5. Au demeurant, la réalité des faits de harcèlement moral dont elle se prévaut, susceptible d'engager la responsabilité du centre hospitalier universitaire de Montpellier, ne pourrait, en l'état de l'instruction, être tenue comme suffisamment probable pour justifier l'utilité d'une mesure d'expertise, dès lors, d'une part, qu'il est constant que, par un jugement du 2 octobre 2017, certes frappé d'appel, le tribunal correctionnel de Montpellier a relaxé la collègue à l'encontre de laquelle Mme B... C... avait porté plainte, en estimant que les éléments constitutifs de l'infraction de harcèlement moral n'étaient pas constitués, et, d'autre part, que, par un jugement devenu définitif du 5 juillet 2018, le tribunal administratif de Montpellier a annulé le licenciement pour motif disciplinaire prononcé par le directeur du centre hospitalier universitaire à l'encontre de cette collègue en retenant notamment que les tensions professionnelles qui opposaient les deux agents résultaient, en partie, de faits imputables à Mme B... C....
6. Il résulte de ce qui précède Mme B... C... n'est pas fondée à soutenir que c'est à tort que, par l'ordonnance attaquée, le juge des référés du tribunal administratif de Montpellier a rejeté sa demande.
7. Il n'y a pas lieu, dans les circonstances de l'espèce, de mettre à la charge de Mme B... C... la somme demandée par centre hospitalier universitaire de Montpellier au titre des dispositions de l'article L. 761-1 du code de justice administrative.
O R D O N N E :
Article 1er : La requête de Mme B... C... est rejetée.
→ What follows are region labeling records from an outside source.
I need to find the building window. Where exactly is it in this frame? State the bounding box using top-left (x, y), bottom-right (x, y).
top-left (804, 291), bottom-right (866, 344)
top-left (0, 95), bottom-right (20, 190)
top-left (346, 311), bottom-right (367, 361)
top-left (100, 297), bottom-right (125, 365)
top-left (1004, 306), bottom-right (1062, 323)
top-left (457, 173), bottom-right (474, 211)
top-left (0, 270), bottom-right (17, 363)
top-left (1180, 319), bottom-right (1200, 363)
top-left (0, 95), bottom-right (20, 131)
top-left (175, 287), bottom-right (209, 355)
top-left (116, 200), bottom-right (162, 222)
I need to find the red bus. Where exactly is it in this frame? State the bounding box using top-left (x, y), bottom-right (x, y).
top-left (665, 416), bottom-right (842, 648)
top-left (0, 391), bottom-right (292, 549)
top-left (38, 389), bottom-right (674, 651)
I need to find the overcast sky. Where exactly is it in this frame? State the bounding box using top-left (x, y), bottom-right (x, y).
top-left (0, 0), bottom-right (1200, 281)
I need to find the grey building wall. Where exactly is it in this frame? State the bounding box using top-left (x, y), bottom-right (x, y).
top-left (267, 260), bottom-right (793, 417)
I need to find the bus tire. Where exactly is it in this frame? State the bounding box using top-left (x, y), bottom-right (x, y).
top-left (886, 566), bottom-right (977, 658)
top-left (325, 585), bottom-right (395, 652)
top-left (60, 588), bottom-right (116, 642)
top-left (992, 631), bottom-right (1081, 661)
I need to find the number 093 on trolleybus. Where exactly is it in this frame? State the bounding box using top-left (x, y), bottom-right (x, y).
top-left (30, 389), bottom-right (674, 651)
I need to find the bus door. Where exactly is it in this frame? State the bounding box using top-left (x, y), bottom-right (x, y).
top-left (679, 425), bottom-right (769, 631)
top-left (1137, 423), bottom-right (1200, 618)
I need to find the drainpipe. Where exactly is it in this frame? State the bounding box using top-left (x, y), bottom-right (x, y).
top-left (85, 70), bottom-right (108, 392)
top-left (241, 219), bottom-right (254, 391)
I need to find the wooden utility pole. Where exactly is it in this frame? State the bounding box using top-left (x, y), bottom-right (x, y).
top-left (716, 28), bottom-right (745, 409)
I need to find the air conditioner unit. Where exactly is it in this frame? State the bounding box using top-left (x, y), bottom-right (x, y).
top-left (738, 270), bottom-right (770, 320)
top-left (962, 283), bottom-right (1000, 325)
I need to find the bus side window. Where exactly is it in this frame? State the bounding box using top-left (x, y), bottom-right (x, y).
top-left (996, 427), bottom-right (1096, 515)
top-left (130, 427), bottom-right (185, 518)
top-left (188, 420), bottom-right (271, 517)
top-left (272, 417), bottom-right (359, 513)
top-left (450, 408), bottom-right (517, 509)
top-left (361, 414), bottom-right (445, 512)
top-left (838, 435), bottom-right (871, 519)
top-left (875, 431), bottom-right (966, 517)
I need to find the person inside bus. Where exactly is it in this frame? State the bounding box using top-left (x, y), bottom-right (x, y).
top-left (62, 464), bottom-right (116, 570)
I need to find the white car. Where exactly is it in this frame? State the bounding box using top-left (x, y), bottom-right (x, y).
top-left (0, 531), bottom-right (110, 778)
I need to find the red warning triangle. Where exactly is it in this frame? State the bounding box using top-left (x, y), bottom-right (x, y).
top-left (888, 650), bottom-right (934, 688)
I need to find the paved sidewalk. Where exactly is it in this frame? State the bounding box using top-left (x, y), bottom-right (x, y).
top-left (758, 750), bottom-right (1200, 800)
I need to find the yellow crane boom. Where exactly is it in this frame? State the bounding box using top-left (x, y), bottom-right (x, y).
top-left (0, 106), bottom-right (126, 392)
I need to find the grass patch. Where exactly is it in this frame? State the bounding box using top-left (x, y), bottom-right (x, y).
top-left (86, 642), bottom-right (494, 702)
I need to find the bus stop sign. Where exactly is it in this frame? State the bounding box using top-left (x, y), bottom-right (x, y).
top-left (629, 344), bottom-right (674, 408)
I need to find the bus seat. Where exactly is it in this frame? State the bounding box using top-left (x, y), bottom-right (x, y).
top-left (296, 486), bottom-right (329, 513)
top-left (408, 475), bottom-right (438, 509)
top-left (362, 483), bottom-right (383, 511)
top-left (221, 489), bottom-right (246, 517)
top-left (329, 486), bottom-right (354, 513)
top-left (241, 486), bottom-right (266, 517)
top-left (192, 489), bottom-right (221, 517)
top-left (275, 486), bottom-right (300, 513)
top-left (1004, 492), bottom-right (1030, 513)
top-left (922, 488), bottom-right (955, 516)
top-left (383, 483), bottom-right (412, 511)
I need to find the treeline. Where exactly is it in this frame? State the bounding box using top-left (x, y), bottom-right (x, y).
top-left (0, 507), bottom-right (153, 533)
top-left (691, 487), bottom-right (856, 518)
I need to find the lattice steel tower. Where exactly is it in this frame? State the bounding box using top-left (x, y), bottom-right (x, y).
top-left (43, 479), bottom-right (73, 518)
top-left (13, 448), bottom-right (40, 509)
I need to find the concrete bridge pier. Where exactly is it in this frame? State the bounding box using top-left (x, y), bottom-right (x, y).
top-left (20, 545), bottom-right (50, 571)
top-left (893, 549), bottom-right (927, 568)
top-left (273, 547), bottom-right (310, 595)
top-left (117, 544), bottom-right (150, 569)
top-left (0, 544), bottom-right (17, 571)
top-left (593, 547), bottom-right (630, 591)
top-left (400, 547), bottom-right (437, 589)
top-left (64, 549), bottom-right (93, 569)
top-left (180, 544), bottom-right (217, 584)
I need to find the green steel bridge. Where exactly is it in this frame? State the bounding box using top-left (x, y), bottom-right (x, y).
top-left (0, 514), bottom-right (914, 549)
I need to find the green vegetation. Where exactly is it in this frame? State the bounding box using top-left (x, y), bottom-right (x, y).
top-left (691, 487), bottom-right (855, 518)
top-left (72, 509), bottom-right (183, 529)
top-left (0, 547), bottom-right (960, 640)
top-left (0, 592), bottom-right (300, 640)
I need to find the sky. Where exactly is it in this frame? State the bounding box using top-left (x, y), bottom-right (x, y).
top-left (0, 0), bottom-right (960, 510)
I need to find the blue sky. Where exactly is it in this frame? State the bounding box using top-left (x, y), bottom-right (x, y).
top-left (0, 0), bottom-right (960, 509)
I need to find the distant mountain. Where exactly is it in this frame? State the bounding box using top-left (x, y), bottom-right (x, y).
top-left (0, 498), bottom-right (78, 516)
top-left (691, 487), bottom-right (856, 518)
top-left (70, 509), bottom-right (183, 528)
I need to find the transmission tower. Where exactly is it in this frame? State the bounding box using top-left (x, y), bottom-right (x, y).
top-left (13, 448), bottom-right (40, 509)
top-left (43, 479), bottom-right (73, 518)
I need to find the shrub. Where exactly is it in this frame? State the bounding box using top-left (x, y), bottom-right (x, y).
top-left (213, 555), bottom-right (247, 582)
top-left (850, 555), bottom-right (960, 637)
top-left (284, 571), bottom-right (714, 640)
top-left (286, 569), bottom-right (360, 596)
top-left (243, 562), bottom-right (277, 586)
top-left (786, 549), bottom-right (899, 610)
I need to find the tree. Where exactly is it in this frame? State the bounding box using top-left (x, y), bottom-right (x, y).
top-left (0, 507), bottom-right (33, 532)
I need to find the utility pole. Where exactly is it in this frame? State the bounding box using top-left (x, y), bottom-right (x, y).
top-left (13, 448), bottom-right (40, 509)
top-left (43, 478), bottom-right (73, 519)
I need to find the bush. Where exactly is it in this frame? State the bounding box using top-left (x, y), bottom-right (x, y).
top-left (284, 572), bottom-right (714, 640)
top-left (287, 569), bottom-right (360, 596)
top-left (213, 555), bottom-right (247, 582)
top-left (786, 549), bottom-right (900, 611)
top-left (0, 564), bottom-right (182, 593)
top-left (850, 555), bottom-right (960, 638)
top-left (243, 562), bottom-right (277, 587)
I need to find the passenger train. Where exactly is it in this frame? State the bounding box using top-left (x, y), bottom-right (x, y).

Article 2 : Les conclusions de centre hospitalier universitaire de Montpellier présentées sur le fondement de l'article L. 761-1 du code de justice administrative sont rejetées.
Article 3 : La présente ordonnance sera notifiée à Mme D... B... C..., au centre hospitalier universitaire de Montpellier et à la caisse primaire d'assurance maladie de l'Hérault.
Fait à Marseille, le 26 décembre 2019
La République mande et ordonne au préfet de l'Hérault en ce qui le concerne ou à tous huissiers de justice à ce requis en ce qui concerne les voies de droit commun contre les parties privées, de pourvoir à l'exécution de la présente décision.